A couple of days ago, I suggested you read a longform about an athlete and her quest to unearth the causes of her medical problem(s) by research. In my rush to get copy out and because I'd gone on too long already, I didn't draw attention to a quote that gave me a ding of empathy. But my pal Russ was also caught by it and so I share here for those who don't follow all my links and read everything with care-and-attention. "It wasn’t that she was much of a competitor, exactly—passing someone in a race felt more deflating than energizing. Mostly Kim just wanted to be moving".  Here is an athlete, who has devoted her entire life to running, abseiling, kayaking to edge of endurance, who doesn't care about winning. Cripes, if I'd known you could participate without caring about who won, I'd have done better at sports . . . maybe.

Then metafilter pointed us at a Marxist deconstruction of Strictly Come Dancing by Alexei Sayle.  Sayle's key beef with Strictly it that conflates art with sport in a way that degrades the former and all who participate (dancers, judges, viewers).  This was expressed with passion and integrity way down in the comments "The real problem of Strictly is to mix art (which is meant to be collaborative and transcendent) with sport (point scoring, judge pleasing). That's why I hate ballroom competetions. It's also why I hate singing contests, arts prizes, literary prizes and that whole nauseating caper. Art is not sport - every time you mix the two (and rhythmic gymnastics and diving come into this category) you get a mess.  And I'll also thank Sayle for naming the seepiness of RG: "the disturbing Olympic event of rhythmic gymnastics (can anybody explain why it is only little girls in tight costumes who perform this “sport”?)". I'll add that to boxing as a spectator sport that will be banned when I become President.  Incidentally, Katie Taylor just won the World Boxing Championship in her class for the 5th time in 10 years and was fulsomely tribbed on her return home by our current President Michael D. Higgins who momentarily parked his life-time commitment to human rights and human dignity.

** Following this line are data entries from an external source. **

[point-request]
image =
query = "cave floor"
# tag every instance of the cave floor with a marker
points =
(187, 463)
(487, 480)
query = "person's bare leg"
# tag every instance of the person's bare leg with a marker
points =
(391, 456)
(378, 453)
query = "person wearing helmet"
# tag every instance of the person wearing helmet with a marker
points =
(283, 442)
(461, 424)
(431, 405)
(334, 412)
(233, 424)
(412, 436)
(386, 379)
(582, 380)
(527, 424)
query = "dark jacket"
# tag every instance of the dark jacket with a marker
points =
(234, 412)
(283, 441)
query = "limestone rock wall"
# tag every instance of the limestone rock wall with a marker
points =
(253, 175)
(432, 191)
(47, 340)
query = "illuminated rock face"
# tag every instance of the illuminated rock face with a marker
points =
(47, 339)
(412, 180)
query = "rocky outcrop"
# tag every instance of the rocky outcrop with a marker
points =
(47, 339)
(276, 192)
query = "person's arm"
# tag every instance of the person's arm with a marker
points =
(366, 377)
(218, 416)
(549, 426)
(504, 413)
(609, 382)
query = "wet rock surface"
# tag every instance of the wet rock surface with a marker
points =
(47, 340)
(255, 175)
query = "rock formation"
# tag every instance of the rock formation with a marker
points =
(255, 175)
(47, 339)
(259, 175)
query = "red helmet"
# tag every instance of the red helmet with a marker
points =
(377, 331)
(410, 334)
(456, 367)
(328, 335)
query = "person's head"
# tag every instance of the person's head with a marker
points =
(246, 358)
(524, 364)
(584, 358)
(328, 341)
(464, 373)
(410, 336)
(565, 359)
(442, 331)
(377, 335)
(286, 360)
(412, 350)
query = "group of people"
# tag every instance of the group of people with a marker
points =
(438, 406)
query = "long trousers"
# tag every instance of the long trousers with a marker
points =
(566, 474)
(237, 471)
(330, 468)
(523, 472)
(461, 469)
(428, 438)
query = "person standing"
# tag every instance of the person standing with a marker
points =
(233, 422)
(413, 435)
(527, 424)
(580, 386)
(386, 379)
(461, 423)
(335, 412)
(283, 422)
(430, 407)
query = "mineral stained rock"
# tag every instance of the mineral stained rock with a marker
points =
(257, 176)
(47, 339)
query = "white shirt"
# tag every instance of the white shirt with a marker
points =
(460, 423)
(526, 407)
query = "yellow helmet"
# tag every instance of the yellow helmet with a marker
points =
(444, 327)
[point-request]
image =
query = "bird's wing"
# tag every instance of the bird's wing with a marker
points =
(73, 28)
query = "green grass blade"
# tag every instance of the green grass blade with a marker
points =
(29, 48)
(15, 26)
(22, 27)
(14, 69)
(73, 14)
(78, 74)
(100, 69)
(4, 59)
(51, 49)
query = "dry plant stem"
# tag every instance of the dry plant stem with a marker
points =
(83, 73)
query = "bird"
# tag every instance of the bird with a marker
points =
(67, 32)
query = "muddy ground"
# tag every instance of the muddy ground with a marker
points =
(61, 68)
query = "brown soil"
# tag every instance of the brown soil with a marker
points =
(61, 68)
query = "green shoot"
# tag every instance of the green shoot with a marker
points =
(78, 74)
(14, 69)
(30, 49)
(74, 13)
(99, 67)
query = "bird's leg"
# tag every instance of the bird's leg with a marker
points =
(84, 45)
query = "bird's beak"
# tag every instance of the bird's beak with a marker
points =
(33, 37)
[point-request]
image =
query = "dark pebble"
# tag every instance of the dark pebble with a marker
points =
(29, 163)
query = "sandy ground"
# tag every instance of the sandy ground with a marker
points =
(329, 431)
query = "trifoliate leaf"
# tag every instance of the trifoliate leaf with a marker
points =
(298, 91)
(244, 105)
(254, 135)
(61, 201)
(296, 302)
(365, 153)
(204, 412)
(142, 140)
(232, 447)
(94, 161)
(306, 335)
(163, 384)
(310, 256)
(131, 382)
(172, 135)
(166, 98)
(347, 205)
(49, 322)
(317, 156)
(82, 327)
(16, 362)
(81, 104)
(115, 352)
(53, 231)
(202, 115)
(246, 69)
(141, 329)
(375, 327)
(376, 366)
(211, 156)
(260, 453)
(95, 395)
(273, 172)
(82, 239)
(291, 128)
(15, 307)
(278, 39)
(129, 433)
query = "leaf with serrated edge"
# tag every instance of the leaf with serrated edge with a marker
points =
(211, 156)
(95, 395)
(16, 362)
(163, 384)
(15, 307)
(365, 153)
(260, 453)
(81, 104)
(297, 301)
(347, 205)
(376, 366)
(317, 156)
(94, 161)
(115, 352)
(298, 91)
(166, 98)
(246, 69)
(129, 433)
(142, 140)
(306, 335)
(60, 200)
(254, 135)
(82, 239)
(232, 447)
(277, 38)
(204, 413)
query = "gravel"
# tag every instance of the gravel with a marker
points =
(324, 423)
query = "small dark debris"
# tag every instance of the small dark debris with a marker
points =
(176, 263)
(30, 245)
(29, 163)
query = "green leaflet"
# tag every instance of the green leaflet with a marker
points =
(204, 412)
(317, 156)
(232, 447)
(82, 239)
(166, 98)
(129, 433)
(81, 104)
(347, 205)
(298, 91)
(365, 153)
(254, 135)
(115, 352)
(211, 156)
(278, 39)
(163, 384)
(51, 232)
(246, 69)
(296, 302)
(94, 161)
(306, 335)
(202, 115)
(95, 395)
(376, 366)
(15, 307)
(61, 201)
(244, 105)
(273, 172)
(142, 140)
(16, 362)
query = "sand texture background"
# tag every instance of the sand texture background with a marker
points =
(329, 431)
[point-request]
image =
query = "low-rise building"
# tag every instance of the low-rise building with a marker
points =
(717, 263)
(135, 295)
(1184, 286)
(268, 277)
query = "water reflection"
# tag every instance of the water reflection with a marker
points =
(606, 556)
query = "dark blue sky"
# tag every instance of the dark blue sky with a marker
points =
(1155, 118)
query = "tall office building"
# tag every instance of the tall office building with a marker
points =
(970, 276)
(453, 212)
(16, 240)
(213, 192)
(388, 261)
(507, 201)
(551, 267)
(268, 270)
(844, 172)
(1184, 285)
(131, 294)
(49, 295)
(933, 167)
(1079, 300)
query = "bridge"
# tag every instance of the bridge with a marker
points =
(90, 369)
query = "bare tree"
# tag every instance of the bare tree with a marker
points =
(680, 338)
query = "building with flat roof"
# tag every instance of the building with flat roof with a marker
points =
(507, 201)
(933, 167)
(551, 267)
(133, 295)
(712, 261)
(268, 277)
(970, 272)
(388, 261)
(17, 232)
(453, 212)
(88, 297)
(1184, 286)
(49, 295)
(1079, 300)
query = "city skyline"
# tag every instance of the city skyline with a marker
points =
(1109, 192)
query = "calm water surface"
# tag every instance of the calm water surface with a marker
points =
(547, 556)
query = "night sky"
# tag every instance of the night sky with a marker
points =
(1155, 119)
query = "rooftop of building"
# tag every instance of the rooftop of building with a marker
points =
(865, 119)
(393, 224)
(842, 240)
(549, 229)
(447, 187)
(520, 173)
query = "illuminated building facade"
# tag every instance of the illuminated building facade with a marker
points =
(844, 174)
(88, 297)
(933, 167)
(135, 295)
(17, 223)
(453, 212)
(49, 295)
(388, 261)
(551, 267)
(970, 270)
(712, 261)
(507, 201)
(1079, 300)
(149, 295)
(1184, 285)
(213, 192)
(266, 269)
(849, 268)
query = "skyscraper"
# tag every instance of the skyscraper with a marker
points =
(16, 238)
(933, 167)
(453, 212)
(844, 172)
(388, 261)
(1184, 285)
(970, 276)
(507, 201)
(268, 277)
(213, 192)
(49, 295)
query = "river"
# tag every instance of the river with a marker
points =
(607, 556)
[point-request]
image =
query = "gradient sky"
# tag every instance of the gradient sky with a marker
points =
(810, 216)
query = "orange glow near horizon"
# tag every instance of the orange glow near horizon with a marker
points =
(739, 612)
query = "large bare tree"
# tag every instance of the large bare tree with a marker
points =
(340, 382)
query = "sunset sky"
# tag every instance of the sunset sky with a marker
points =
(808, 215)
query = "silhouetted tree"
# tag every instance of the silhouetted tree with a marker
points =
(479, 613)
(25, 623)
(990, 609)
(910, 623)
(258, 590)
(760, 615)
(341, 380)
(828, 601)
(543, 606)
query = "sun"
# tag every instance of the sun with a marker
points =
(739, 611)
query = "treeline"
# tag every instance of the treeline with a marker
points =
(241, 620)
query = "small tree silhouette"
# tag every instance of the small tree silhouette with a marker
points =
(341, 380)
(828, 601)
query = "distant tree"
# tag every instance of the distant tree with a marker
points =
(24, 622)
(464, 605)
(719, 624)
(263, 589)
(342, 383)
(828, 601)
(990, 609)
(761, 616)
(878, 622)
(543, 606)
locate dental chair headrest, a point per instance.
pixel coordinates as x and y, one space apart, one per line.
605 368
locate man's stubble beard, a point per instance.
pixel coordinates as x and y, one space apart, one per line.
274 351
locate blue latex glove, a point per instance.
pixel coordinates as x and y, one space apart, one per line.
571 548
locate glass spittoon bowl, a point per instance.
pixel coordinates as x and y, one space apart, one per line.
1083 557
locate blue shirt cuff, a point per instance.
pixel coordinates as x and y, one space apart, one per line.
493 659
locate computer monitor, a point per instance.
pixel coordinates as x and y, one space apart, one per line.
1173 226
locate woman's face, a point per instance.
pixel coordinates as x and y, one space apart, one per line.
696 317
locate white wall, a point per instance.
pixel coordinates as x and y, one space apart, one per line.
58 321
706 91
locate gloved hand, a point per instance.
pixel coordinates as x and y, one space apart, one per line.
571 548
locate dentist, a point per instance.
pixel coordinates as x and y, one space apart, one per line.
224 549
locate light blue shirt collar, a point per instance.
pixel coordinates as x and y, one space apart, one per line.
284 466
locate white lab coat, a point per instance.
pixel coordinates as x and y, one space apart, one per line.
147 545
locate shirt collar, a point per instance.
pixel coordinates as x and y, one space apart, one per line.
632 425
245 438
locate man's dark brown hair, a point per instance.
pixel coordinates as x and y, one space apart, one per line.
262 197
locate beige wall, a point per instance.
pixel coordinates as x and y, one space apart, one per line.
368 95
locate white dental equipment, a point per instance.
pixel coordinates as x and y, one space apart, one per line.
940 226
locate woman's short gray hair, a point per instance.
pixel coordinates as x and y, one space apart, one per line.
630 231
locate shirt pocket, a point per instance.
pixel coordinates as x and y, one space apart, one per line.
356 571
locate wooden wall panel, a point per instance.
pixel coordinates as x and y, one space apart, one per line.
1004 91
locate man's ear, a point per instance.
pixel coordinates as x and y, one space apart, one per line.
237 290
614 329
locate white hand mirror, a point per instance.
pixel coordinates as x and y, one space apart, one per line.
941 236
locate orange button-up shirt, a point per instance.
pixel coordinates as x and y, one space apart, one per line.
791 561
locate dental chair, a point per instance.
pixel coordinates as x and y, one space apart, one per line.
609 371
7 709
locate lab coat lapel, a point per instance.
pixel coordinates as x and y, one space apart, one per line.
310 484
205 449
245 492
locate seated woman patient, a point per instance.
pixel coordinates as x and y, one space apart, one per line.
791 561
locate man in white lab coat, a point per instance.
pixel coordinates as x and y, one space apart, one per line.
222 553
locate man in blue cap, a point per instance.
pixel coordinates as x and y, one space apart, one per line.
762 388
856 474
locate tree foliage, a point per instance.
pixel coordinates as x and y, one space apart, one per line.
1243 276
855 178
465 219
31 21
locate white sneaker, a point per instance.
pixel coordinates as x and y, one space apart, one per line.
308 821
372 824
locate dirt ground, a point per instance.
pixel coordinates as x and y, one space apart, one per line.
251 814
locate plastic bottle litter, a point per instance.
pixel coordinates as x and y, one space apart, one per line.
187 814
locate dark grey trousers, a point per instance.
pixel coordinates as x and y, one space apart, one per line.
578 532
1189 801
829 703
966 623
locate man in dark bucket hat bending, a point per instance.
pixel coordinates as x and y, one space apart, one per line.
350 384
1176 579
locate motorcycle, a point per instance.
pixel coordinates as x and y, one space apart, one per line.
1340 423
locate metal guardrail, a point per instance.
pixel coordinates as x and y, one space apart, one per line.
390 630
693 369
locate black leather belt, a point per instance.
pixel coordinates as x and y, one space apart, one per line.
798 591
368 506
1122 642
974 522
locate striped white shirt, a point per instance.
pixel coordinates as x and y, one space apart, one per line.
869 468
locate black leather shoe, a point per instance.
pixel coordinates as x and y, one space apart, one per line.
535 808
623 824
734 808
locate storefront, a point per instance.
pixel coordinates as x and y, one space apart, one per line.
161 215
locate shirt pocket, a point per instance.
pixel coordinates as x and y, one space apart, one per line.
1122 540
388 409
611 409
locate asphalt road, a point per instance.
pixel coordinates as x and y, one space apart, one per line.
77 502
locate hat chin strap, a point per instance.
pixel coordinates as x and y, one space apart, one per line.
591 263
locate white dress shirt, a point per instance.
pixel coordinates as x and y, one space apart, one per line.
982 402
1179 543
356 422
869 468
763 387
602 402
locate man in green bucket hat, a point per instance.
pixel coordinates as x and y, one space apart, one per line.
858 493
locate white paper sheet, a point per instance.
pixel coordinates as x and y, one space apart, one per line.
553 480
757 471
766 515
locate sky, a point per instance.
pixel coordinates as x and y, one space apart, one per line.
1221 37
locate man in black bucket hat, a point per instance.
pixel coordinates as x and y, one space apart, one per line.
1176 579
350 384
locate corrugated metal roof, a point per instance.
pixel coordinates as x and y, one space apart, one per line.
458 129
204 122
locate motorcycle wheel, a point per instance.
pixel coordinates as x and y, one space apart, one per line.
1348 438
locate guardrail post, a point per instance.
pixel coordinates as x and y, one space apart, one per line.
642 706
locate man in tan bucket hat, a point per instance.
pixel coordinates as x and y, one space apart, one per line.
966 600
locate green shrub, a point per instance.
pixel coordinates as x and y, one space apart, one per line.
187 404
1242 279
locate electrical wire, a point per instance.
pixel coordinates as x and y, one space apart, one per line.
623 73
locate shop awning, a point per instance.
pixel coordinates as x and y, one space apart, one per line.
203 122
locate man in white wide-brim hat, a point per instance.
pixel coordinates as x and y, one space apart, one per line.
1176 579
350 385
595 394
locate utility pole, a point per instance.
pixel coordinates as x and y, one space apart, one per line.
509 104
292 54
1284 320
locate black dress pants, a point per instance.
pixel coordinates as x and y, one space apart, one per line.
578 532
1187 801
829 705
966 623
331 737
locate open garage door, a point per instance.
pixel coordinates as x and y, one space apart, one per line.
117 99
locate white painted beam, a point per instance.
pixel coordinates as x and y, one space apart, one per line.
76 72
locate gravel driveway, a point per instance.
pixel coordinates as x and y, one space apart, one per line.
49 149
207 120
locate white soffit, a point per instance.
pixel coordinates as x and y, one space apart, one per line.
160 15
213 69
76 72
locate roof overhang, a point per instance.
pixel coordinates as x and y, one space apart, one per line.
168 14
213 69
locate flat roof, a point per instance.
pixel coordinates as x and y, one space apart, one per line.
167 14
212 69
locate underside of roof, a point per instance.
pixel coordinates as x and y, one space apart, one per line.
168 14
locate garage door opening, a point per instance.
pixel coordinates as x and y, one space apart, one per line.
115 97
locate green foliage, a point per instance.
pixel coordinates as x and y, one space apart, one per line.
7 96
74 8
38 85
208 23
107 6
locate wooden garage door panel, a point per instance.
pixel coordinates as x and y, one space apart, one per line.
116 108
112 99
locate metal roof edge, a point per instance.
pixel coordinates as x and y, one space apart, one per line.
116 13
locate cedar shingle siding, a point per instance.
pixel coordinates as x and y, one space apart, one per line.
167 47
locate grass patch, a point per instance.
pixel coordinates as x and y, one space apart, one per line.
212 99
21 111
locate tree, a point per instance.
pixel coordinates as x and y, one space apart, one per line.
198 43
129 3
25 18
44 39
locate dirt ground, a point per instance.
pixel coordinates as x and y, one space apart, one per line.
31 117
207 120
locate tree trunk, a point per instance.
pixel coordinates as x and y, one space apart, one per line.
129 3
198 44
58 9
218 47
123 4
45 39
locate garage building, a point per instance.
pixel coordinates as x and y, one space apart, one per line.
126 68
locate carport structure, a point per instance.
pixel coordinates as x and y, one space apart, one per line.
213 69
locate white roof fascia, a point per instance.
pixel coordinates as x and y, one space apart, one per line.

I have written about running your heart out as a way of achieving transcendence; not forgetting Derartu Tulu's instinctive kindness being bigger than winning. Maybe the longer you run, the less you are competing with other and more competing with yourself.  This all started an ear-worm nagging: "dance like there's nobody watching" and I had to track that down . . . to Quote Investigator.  It is according to QI much bowdlerised but:
You’ve got to sing like you don’t need the money
Love like you’ll never get hurt
You’ve got to dance like nobody’s watchin’
It’s gotta come from the heart if you want it to work
.
comes from 1989 and song-writers Susanna Clark and Richard Leigh who have this to say: "For some reason, people have a great deal of trouble attributing this lyric to its creators: Susanna Clark and Richard Leigh. The reason you can not find any printed or recorded support for these assertions dating back any earlier than our song, is because they don’t exist. In other words, as disappointing as it may be to learn for those who use our work without permission, the lyric is not in the public domain, but actually a relatively new work “made up” by a couple of hard-working songwriters." Harrumph indeed!